Medical opioid controversy. Part 2: Key CPG messages

2018-08-01
Gordon Guyatt, Roman Jaeschke

Related McMaster Perspective episodes

Guyatt G, Jaeschke R. Medical opioid controversy. Part 1.

References

Busse JW, Craigie S, Juurlink DN, et al. Guideline for opioid therapy and chronic noncancer pain. CMAJ. 2017 May 8;189(18):E659-E666. doi: 10.1503/cmaj.170363. PubMed PMID: 28483845; PubMed Central PMCID: PMC5422149.

Roman Jaeschke, MD: Good morning. Welcome to another edition of McMaster Perspective. Let me reintroduce Professor Gordon Guyatt, whom we know from previous contributions to McMaster Perspective. Gordon, several months ago we were talking about your preparation for Canadian practice guidelines on opioid use. Could you update us on what has happened in the meantime? In the previous episode we were talking just about the process, not about the guidelines themselves.

Gordon Guyatt, MD: Would you like me to summarize the key messages from the guidelines?

Roman Jaeschke: How about we start that way.

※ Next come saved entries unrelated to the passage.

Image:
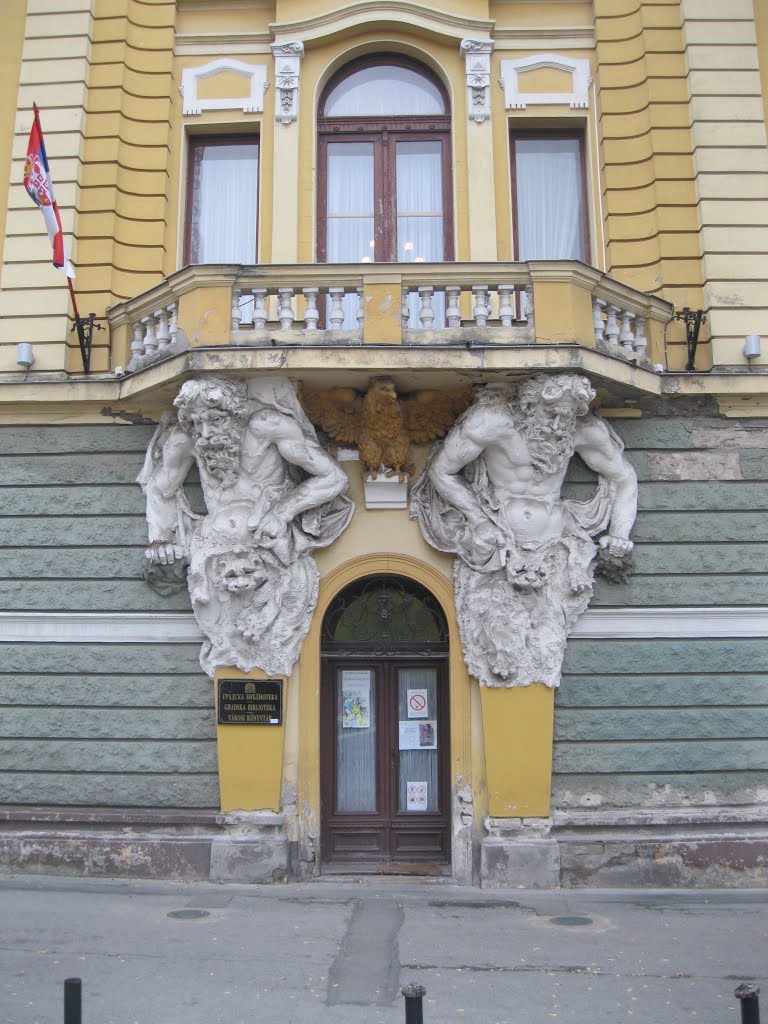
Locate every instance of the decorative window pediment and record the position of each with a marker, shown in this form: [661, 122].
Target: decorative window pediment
[251, 103]
[516, 99]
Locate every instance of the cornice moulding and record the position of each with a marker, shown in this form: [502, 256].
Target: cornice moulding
[365, 11]
[530, 37]
[225, 43]
[595, 624]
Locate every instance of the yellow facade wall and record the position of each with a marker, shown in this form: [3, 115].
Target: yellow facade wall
[726, 54]
[648, 181]
[125, 193]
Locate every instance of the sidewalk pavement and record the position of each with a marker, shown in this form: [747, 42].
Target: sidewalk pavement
[337, 951]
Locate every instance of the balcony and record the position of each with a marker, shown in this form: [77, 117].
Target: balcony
[498, 308]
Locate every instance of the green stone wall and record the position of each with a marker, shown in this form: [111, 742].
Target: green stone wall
[92, 725]
[638, 723]
[676, 723]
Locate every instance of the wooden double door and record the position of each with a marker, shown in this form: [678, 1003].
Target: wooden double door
[384, 760]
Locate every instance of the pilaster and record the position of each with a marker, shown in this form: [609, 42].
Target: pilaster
[288, 55]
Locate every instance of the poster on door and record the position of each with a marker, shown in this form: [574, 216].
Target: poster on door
[418, 735]
[418, 706]
[355, 699]
[417, 796]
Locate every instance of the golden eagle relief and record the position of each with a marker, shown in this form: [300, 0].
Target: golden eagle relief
[382, 426]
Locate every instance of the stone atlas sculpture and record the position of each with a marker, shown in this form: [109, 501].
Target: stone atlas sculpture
[272, 497]
[525, 556]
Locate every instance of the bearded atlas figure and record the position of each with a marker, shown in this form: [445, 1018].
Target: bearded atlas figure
[525, 558]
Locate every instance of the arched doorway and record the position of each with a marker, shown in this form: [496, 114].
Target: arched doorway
[385, 728]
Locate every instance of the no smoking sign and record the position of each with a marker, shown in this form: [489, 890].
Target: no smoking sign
[418, 706]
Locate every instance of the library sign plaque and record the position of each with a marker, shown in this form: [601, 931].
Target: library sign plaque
[250, 701]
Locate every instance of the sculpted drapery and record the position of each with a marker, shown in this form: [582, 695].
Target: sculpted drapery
[525, 557]
[272, 497]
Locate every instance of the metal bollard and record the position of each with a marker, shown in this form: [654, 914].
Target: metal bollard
[414, 993]
[748, 993]
[73, 1000]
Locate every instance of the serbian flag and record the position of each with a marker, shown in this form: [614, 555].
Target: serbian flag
[38, 183]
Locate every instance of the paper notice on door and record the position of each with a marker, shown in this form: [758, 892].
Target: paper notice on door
[355, 700]
[418, 735]
[417, 795]
[417, 704]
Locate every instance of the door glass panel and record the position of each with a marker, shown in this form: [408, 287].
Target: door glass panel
[550, 221]
[420, 221]
[349, 236]
[355, 740]
[418, 778]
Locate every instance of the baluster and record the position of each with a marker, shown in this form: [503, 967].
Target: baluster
[480, 309]
[172, 310]
[597, 318]
[626, 336]
[259, 308]
[336, 315]
[137, 345]
[506, 311]
[151, 341]
[406, 308]
[453, 312]
[611, 326]
[237, 296]
[285, 307]
[426, 312]
[527, 306]
[164, 336]
[311, 313]
[641, 342]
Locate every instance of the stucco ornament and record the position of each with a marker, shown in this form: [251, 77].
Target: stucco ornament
[272, 496]
[491, 494]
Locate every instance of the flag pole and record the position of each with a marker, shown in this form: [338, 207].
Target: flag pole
[37, 180]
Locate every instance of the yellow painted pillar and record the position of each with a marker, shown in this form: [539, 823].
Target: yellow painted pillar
[562, 302]
[250, 757]
[517, 727]
[383, 304]
[481, 195]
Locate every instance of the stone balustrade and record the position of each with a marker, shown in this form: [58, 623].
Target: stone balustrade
[619, 325]
[473, 304]
[155, 335]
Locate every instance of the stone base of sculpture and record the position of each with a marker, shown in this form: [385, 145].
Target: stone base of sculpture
[519, 853]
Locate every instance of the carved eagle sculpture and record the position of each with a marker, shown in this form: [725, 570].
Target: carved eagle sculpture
[381, 425]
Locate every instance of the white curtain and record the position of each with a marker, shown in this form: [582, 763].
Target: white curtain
[350, 213]
[224, 198]
[549, 199]
[350, 202]
[384, 91]
[419, 202]
[420, 221]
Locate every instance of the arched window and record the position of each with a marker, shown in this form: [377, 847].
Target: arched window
[384, 167]
[385, 615]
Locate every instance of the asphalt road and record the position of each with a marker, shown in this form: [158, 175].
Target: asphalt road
[337, 951]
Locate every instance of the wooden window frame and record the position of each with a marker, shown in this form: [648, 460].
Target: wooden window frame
[554, 134]
[384, 133]
[196, 142]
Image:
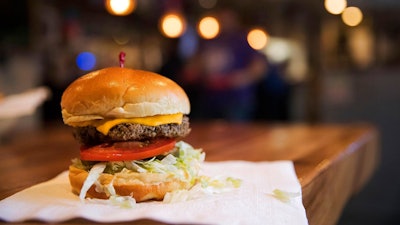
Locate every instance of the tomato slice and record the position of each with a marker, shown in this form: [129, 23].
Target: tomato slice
[121, 151]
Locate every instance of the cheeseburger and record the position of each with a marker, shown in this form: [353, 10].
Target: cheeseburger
[130, 124]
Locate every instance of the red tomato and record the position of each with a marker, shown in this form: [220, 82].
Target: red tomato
[121, 151]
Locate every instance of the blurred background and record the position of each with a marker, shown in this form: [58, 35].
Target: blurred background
[277, 61]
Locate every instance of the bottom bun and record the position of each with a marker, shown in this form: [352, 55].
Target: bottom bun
[141, 186]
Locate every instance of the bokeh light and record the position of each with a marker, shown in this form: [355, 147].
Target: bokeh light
[257, 38]
[335, 6]
[352, 16]
[172, 25]
[86, 61]
[120, 7]
[208, 27]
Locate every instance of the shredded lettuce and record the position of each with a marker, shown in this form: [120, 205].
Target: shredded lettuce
[120, 201]
[92, 177]
[183, 163]
[206, 186]
[284, 196]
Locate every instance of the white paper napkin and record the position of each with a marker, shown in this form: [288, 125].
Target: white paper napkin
[252, 203]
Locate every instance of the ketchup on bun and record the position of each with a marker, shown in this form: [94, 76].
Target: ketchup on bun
[130, 124]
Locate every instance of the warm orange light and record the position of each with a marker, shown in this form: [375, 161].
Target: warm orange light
[120, 7]
[208, 27]
[172, 25]
[257, 38]
[335, 6]
[352, 16]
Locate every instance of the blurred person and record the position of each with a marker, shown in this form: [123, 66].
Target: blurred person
[224, 72]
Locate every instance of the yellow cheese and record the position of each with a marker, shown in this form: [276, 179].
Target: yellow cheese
[106, 125]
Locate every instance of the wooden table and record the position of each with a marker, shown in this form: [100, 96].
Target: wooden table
[332, 161]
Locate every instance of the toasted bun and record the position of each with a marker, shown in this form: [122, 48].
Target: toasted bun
[142, 187]
[121, 93]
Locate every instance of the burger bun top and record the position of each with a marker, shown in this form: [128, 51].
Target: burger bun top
[117, 92]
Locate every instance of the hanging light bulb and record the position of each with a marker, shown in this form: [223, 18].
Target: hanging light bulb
[352, 16]
[172, 25]
[257, 38]
[335, 7]
[120, 7]
[208, 27]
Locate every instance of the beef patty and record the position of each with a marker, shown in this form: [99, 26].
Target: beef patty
[89, 135]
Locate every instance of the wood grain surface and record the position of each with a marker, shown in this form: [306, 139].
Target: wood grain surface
[332, 161]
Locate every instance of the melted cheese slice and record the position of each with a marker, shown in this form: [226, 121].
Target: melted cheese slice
[105, 125]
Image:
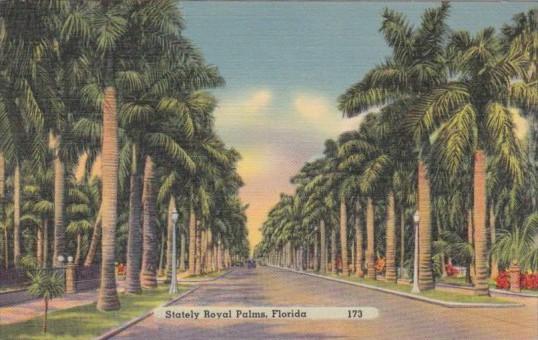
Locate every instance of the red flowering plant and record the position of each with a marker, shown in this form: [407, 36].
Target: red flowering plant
[503, 280]
[529, 281]
[526, 281]
[451, 270]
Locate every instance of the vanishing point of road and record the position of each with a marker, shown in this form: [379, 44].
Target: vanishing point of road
[399, 317]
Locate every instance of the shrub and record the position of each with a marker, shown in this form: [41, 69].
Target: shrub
[503, 280]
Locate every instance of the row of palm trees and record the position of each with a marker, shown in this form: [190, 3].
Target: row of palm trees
[114, 86]
[439, 138]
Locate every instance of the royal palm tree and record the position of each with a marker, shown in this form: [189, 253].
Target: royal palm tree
[416, 65]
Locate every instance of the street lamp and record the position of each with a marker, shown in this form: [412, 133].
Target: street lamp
[173, 284]
[416, 289]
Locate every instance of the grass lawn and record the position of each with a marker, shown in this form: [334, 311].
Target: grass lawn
[205, 276]
[85, 322]
[433, 294]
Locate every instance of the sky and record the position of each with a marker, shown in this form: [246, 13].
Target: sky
[285, 64]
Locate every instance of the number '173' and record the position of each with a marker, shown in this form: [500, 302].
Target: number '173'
[354, 313]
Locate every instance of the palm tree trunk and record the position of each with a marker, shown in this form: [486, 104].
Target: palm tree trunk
[333, 250]
[2, 207]
[203, 250]
[479, 223]
[148, 276]
[343, 237]
[78, 251]
[39, 246]
[181, 252]
[425, 273]
[402, 242]
[323, 248]
[6, 249]
[134, 241]
[169, 241]
[45, 242]
[220, 256]
[17, 214]
[390, 272]
[370, 240]
[161, 257]
[96, 236]
[359, 257]
[439, 232]
[108, 295]
[470, 232]
[192, 241]
[494, 262]
[316, 252]
[198, 248]
[45, 315]
[59, 208]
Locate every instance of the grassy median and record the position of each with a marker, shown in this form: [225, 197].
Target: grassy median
[432, 294]
[86, 322]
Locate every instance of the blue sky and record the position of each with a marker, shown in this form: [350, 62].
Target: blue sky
[285, 63]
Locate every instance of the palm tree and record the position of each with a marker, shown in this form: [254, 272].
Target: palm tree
[479, 120]
[416, 65]
[517, 247]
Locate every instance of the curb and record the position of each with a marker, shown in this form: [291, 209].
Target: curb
[411, 296]
[132, 322]
[512, 294]
[186, 281]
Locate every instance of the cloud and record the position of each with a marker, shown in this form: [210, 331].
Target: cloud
[321, 115]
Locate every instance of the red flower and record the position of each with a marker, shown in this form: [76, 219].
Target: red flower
[503, 280]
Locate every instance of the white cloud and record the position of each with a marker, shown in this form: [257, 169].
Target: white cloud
[322, 115]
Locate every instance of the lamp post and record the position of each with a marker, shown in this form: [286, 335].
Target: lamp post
[173, 284]
[416, 289]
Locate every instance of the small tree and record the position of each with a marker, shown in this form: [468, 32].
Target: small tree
[47, 286]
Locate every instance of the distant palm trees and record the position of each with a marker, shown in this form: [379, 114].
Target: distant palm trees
[447, 102]
[115, 82]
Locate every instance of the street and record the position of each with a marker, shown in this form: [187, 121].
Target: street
[400, 317]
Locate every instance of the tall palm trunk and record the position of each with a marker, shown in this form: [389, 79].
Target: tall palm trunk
[316, 252]
[402, 241]
[181, 252]
[161, 257]
[134, 241]
[425, 267]
[192, 241]
[6, 249]
[198, 248]
[39, 246]
[45, 242]
[343, 237]
[169, 238]
[220, 256]
[370, 235]
[203, 250]
[323, 247]
[479, 224]
[471, 272]
[96, 237]
[108, 295]
[359, 257]
[494, 262]
[148, 276]
[78, 251]
[333, 250]
[2, 207]
[59, 207]
[390, 271]
[17, 214]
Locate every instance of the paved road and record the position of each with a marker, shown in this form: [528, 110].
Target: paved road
[400, 318]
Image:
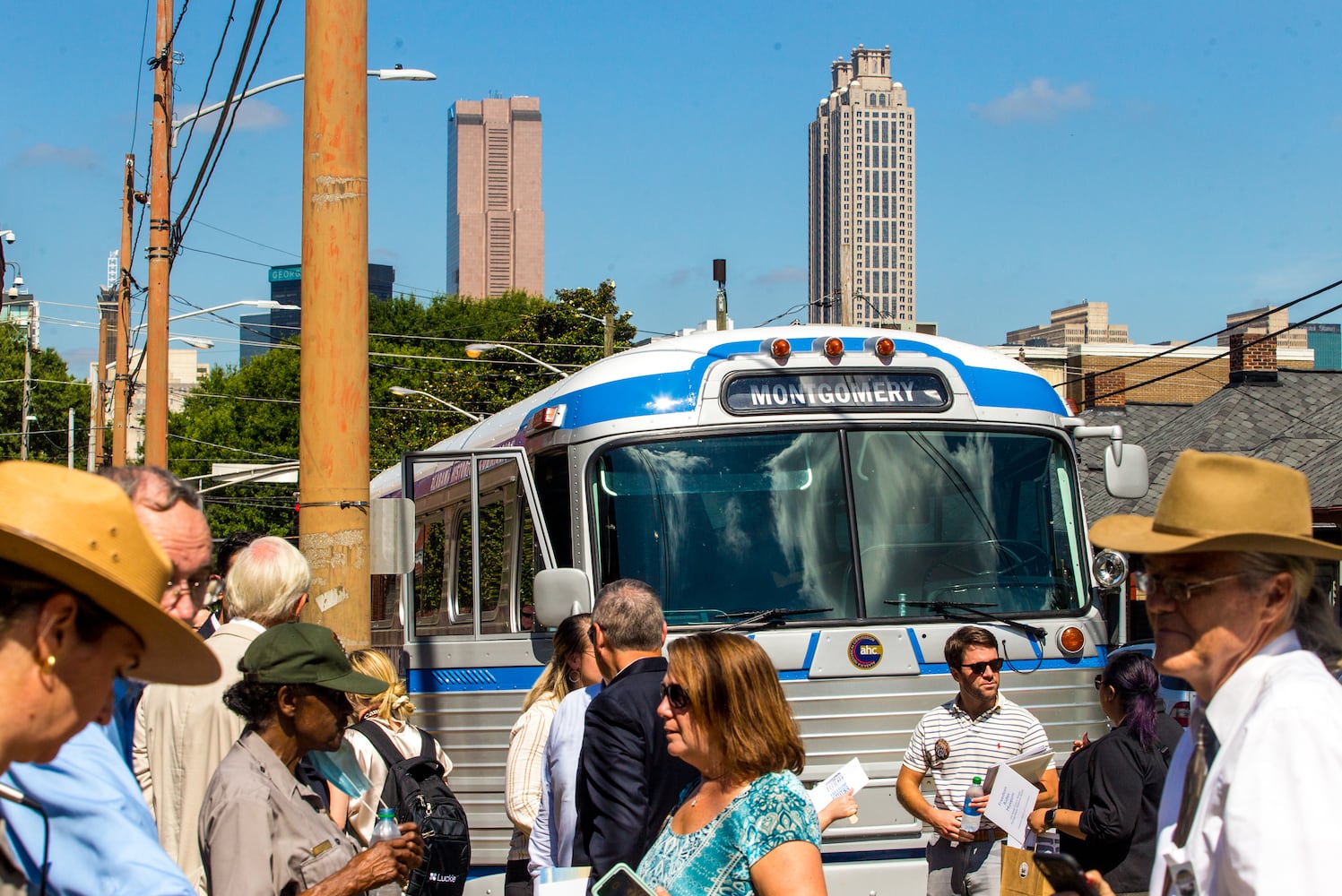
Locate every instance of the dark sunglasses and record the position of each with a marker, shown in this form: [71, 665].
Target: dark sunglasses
[977, 668]
[675, 696]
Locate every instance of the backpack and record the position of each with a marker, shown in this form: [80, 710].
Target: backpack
[416, 790]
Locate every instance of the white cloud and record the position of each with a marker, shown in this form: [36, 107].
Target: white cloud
[80, 157]
[253, 114]
[783, 275]
[1040, 101]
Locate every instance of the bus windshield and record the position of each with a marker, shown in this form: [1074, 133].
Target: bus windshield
[844, 525]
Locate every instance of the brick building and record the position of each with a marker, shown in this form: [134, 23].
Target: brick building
[496, 228]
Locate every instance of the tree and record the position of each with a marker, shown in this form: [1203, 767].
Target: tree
[250, 413]
[51, 393]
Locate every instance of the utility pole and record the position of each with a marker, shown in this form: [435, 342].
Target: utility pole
[720, 274]
[333, 409]
[99, 383]
[160, 250]
[121, 386]
[27, 378]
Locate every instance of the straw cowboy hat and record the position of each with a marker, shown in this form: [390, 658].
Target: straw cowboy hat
[81, 530]
[1223, 504]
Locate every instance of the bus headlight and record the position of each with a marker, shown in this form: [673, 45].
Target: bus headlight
[1110, 567]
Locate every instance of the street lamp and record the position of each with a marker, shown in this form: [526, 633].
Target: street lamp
[381, 74]
[403, 391]
[156, 391]
[250, 304]
[477, 349]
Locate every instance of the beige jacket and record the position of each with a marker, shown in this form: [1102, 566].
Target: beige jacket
[181, 736]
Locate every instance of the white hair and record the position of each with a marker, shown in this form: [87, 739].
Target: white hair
[266, 581]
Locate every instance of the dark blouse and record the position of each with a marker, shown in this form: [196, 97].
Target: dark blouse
[1117, 788]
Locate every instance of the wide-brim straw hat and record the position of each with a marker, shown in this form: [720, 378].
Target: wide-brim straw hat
[1223, 504]
[81, 530]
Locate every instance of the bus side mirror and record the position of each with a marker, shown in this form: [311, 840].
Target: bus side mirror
[391, 536]
[1126, 474]
[559, 593]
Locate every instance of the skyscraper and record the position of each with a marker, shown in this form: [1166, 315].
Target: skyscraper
[496, 228]
[861, 262]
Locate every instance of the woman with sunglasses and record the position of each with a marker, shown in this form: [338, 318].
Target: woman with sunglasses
[1110, 790]
[747, 825]
[572, 666]
[262, 831]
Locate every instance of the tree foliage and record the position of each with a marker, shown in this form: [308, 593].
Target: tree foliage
[250, 413]
[51, 391]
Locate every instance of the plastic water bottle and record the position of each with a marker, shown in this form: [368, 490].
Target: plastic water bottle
[971, 818]
[385, 829]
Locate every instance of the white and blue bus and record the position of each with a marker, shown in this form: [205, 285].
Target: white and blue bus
[845, 496]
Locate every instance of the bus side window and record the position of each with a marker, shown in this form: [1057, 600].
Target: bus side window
[461, 596]
[552, 485]
[384, 597]
[429, 557]
[497, 547]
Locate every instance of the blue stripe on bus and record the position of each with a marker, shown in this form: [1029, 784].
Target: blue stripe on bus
[678, 391]
[915, 645]
[874, 855]
[520, 677]
[1026, 666]
[810, 650]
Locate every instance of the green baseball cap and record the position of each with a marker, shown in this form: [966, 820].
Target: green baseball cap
[305, 653]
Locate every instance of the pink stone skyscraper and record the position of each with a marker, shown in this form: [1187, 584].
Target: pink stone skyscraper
[496, 228]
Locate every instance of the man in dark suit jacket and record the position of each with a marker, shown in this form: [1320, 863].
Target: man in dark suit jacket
[627, 781]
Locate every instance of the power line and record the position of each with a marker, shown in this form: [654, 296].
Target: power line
[204, 91]
[1217, 357]
[224, 118]
[1225, 331]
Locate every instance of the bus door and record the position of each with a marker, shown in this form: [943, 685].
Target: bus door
[478, 542]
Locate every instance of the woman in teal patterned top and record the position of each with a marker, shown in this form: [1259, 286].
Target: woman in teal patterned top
[747, 826]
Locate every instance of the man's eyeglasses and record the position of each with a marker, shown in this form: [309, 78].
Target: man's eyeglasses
[203, 590]
[675, 696]
[1176, 589]
[977, 668]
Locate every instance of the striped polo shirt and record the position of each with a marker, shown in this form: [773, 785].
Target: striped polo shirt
[974, 745]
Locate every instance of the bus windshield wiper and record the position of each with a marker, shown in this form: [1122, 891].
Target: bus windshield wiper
[963, 609]
[768, 618]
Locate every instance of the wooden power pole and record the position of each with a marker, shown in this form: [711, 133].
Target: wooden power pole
[333, 410]
[121, 386]
[160, 250]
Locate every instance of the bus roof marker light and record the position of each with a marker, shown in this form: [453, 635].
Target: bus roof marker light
[545, 418]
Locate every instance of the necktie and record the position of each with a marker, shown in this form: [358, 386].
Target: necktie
[1195, 777]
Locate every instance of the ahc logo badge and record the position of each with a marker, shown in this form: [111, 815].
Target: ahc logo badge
[864, 652]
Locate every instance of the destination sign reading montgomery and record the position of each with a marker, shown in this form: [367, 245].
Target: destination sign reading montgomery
[885, 391]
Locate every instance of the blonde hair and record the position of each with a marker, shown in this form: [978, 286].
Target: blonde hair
[392, 704]
[570, 639]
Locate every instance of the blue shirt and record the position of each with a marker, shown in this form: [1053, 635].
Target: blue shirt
[558, 820]
[715, 860]
[104, 839]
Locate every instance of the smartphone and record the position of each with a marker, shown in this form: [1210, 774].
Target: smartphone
[621, 882]
[1063, 874]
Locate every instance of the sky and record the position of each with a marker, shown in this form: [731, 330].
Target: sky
[1177, 161]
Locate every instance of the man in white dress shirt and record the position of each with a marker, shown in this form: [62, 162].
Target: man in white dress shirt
[1250, 801]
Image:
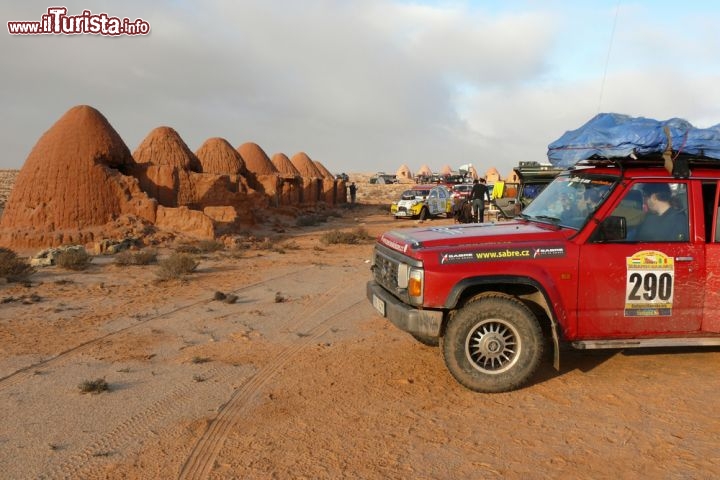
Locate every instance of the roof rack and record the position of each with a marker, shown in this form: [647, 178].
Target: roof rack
[677, 164]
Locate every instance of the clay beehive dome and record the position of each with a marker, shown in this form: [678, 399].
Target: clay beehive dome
[256, 160]
[425, 170]
[217, 156]
[324, 172]
[163, 146]
[305, 165]
[284, 165]
[404, 172]
[71, 178]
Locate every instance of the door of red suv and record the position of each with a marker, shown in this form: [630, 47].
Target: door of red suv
[652, 282]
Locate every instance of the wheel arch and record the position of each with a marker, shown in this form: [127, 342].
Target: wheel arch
[528, 290]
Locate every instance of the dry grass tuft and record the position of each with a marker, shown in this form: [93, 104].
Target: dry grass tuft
[176, 266]
[94, 386]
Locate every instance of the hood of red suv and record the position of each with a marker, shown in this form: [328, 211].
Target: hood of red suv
[472, 234]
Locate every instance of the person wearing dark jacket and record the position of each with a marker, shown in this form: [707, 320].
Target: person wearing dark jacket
[477, 196]
[663, 223]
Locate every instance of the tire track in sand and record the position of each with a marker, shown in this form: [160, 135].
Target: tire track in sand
[318, 321]
[27, 371]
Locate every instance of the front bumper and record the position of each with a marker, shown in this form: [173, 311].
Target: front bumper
[412, 320]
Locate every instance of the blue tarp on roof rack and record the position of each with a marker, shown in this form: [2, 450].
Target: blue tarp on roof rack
[612, 135]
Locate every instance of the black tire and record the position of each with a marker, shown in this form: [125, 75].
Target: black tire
[425, 340]
[493, 344]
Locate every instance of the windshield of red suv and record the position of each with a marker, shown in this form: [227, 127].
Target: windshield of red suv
[569, 200]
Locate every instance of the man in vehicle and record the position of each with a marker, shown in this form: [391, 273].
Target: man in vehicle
[663, 221]
[478, 195]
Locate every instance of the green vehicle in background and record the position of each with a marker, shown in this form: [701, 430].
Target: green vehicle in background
[511, 198]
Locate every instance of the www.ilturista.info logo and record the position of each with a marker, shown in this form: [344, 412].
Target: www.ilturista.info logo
[58, 22]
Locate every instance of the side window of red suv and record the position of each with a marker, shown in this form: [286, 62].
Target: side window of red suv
[655, 212]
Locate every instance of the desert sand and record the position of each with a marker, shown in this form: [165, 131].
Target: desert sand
[299, 378]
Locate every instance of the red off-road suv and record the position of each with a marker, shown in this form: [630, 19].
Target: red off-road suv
[579, 267]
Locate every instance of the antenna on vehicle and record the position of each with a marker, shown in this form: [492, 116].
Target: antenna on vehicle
[607, 58]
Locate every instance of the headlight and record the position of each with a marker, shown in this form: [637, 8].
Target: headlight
[415, 284]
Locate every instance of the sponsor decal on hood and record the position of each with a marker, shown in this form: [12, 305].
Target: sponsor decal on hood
[501, 254]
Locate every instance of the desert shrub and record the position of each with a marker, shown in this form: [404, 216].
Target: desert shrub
[176, 266]
[73, 259]
[94, 386]
[209, 246]
[12, 267]
[142, 257]
[354, 237]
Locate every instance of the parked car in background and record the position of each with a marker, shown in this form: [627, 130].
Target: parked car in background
[423, 201]
[383, 178]
[461, 191]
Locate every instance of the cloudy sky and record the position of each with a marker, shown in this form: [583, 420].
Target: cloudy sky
[366, 85]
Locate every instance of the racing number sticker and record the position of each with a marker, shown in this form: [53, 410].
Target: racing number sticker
[650, 282]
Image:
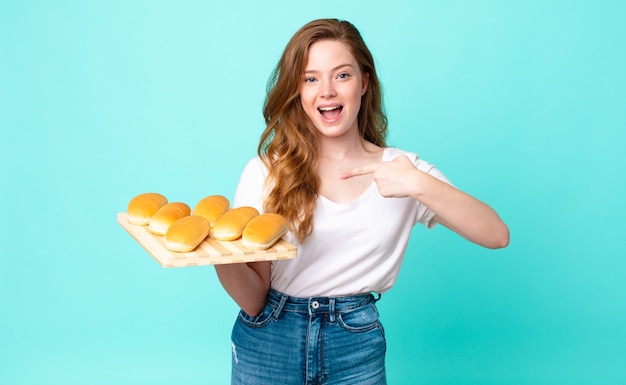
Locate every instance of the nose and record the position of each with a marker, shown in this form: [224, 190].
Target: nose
[328, 90]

Gordon Guyatt: We have quite high-quality evidence regarding the benefits of opioid use versus no opioid use. And the answer is, over the long term they are small. So if you take a 10-cm scale where 10 is the worst pain imaginable and 0 is no pain, the mean effect of opioids from over 60 randomized trials is <1 cm. If you take long-term opioids versus not, your pain is less, but the magnitude of the effect is small.

We also know, in terms of the evidence, that the higher your dose of opioids, the more likely you are to die of opioid overdose. The risk is small, but it is appreciable. And there are risks of addiction.

When you put that together, we think that opioids are generally a poor choice over the long term. Short-term use for acute pain is a different idea but over the long term [it is a poor choice].

Nevertheless, there is a small number of people who are going to benefit from opioids; however, you should probably keep the dose limited, because the more you take, the higher the risks. So we make a strong recommendation for <90 morphine equivalents daily (MED) and a weak recommendation for <50 MED with the acknowledgment that there may be some exceptional individuals who would benefit from more. That is the key.

The other major issue is what happens to—what they call in a somewhat peculiar terminology from my point of view—legacy opioid users, those who for years have been taking lots of opioids. The evidence is low quality in this case. We do not know the benefits of continuing versus the benefits of decreasing or even discontinuing in people who are feeling and managing fine on this opioid dose. But there is certainly the possibility of benefits of reducing opioids and we make a weak recommendation for doing so.

In other words, any time when I say weak recommendation, the key is shared decision-making. In other words, the benefits and potential harms need to be discussed with the patient, and a joint decision needs to be made between the physician and the patient.

Roman Jaeschke: I have heard a number of practical messages. In de novo users of opioids you would strongly recommend not to go >90 MED, you would suggest not to go >50 MED, and you would suggest talking to patients about the relatively small effect which they can expect. I am quite surprised how small the effect is. Do we know how this compares to other pain medications?

Gordon Guyatt: Yes. Excellent question. The evidence is low quality. There have been lots of comparisons of opioids to placebo, and there have been much fewer comparisons of opioids to other drugs. The ones that are there suggest that when you are talking about the long term—I think we must always bear in mind the difference between acute pain and long-term use—the effects are similar in terms of opioids versus nonopioid treatment.

Roman Jaeschke: And nonopioid treatment would be mostly nonsteroidal drugs.

Gordon Guyatt: They could be nonsteroidal drugs, ibuprofen, or anticonvulsant type of medications that are used for pain. Could be more or less anything that you could think of.

Roman Jaeschke: The reasonable comparison would be to use some sort of pain control and then add opioids.

Gordon Guyatt: Yes. One of our strong recommendations is not to use opioids first, to use other medication. If you are going to use opioids, only use them when other medications have not resulted in satisfactory pain control.